USP, UEP, and U-Spiritual-P
Today, some experts argue that the concept of the unique selling proposition creates “singularization,” or narrow-minded marketing. They espouse that today’s markets are more global and consumers have far more choices with information readily available via the internet. They argue that today’s markets are flooded with me-too products that can’t be differentiated singularly through rationale promises, but instead have to be differentiated emotionally and even spiritually.
They argue that today’s brands operate in a far more complex world than 50 years ago – back when many brands were single-product offerings, and the only variation came in pack size, or the occasional flavor or fragrance. In most categories, there were two, maybe three competitors, so a simple unique selling proposition worked.
But not today they argue, as consumers have four to five or even more choices in any category. Not only that, they can source their brand of choice quickly from anywhere around the world.
Often marketers must talk to their core target group, users, and non-users in different countries with different cultures, who have different levels of awareness and attitudes to their brands. They must address multiple target groups with multiple propositions simultaneously, so a single unique selling proposition can’t work.
Subsequently, some experts argue that brands need to focus on differentiating themselves from competition on three levels: the USP (What does this product do – unique selling proposition), the UEP (How does this product make me feel? – unique emotional promise) and the U-Spiritual-P (How does this determine who I am? – unique spiritual proposition).
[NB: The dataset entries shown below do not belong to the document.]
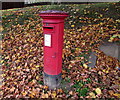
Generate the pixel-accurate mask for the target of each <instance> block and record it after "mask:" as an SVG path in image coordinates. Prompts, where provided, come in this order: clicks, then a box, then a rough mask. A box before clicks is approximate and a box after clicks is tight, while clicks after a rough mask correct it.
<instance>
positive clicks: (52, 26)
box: [43, 26, 54, 32]
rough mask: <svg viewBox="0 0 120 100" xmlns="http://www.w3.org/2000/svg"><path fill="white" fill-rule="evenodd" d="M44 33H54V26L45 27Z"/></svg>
mask: <svg viewBox="0 0 120 100" xmlns="http://www.w3.org/2000/svg"><path fill="white" fill-rule="evenodd" d="M43 30H44V32H54V26H43Z"/></svg>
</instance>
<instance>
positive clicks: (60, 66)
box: [40, 10, 68, 89]
mask: <svg viewBox="0 0 120 100" xmlns="http://www.w3.org/2000/svg"><path fill="white" fill-rule="evenodd" d="M67 16H68V13H66V12H62V11H53V10H48V11H42V12H41V13H40V17H42V18H43V32H44V75H43V76H44V84H45V85H48V86H49V88H51V89H54V88H57V87H58V86H59V85H60V82H61V70H62V47H63V35H64V19H65V18H66V17H67Z"/></svg>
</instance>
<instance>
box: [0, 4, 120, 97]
mask: <svg viewBox="0 0 120 100" xmlns="http://www.w3.org/2000/svg"><path fill="white" fill-rule="evenodd" d="M95 5H96V6H95ZM100 5H101V8H99V6H100ZM99 6H98V4H90V5H59V6H56V5H53V6H49V5H48V6H35V7H26V8H22V9H17V10H16V9H12V10H7V11H2V12H3V15H2V18H3V20H2V23H3V28H4V30H3V34H1V37H2V41H1V43H2V47H1V54H2V59H1V64H2V72H3V74H2V75H1V76H2V77H3V84H2V85H1V87H0V88H1V91H0V92H1V94H3V95H2V96H3V97H4V98H12V97H13V98H74V99H77V98H119V97H120V94H119V93H120V84H119V83H120V80H119V75H120V73H119V70H118V68H119V67H120V62H119V61H118V60H117V59H115V58H113V57H110V56H107V55H105V54H104V53H103V52H102V51H100V50H99V49H98V47H99V45H100V44H101V43H102V42H103V40H104V39H106V38H107V39H108V40H109V41H110V42H117V43H118V44H119V42H120V41H119V37H120V36H119V32H120V30H119V23H120V20H119V19H118V13H119V9H120V7H119V5H118V3H106V4H104V3H103V4H99ZM102 6H103V7H102ZM94 7H98V8H97V9H96V10H95V9H94ZM66 8H68V9H66ZM48 9H57V10H64V11H67V10H68V11H69V13H70V16H69V17H68V18H67V19H66V23H65V30H64V32H65V35H64V47H63V55H62V57H63V69H62V78H63V81H62V83H61V84H63V85H64V84H69V86H70V87H67V85H66V86H65V87H62V88H59V89H57V90H49V89H48V87H47V86H44V85H43V76H42V72H43V31H42V23H41V21H42V19H41V18H40V17H39V11H42V10H48ZM111 9H112V10H113V11H116V12H111ZM106 11H107V12H108V13H109V14H108V16H106V14H105V13H106ZM111 13H116V16H113V17H110V16H111ZM1 30H2V28H1ZM92 51H94V52H96V56H97V63H96V66H95V68H89V67H88V66H87V64H88V63H89V62H88V55H89V53H90V52H92Z"/></svg>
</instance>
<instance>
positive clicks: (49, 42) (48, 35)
mask: <svg viewBox="0 0 120 100" xmlns="http://www.w3.org/2000/svg"><path fill="white" fill-rule="evenodd" d="M44 45H45V46H48V47H51V34H45V35H44Z"/></svg>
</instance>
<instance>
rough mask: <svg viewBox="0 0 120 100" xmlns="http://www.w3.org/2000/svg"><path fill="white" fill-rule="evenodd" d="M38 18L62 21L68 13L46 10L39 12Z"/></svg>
mask: <svg viewBox="0 0 120 100" xmlns="http://www.w3.org/2000/svg"><path fill="white" fill-rule="evenodd" d="M40 17H42V18H43V19H44V18H47V19H54V18H55V19H64V18H66V17H68V13H67V12H64V11H57V10H47V11H41V12H40Z"/></svg>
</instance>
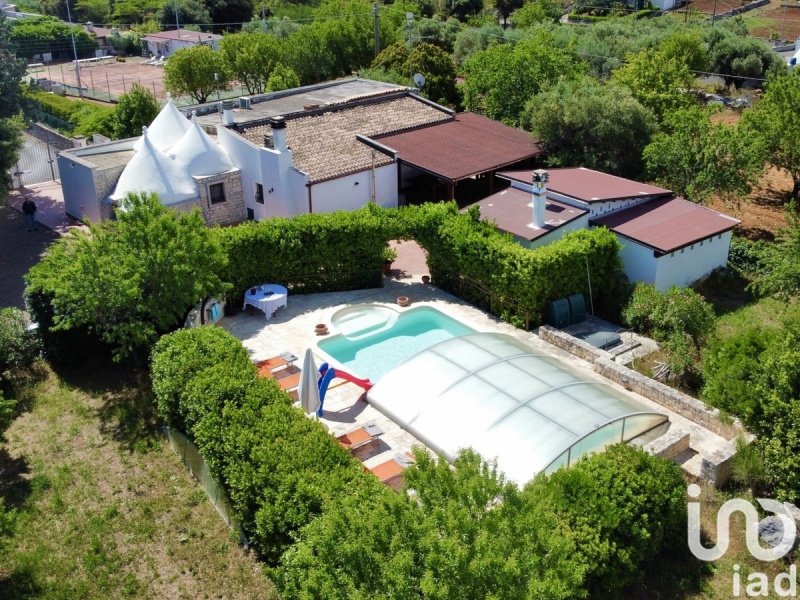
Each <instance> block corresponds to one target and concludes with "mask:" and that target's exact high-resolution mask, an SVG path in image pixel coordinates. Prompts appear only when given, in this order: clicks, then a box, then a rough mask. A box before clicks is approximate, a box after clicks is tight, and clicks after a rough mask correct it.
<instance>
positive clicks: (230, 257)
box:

They argue that markets flooded with me-too products demand a UEP and a U-Spiritual-P. Consumers not only want a product that satisfies their need(s), but they want it to reflect how they feel and who they are – which ultimately defines their inner being.
They argue that to achieve this, new brand frameworks are required – ones that recognize the need for simultaneous multiplicity. Rather than one message being repeated, which may “talk” to only part of a brand’s total audience, brands need to orchestrate a more complex and deeper, more engaging set of messages.
Call it What You Want
With all that said, most marketers and business professionals agree that brands still need to embrace a core theme or strategy that addresses the nuances of different markets, trade channels, and consumer beliefs. For a business, product, or service to succeed, it must have a point of difference that causes customers or consumers to choose it over other alternatives. Call it USP, UEP, U-Spiritual-P – or a collection of one, two, or more of these factors – differentiation must occur across benefits that one can touch and feel or perceive: physical, tangible, intangible, and ethereal benefits. And then these presumably meaningful benefits must be delivered on a consistent basis and in a manner that motivates ongoing purchases.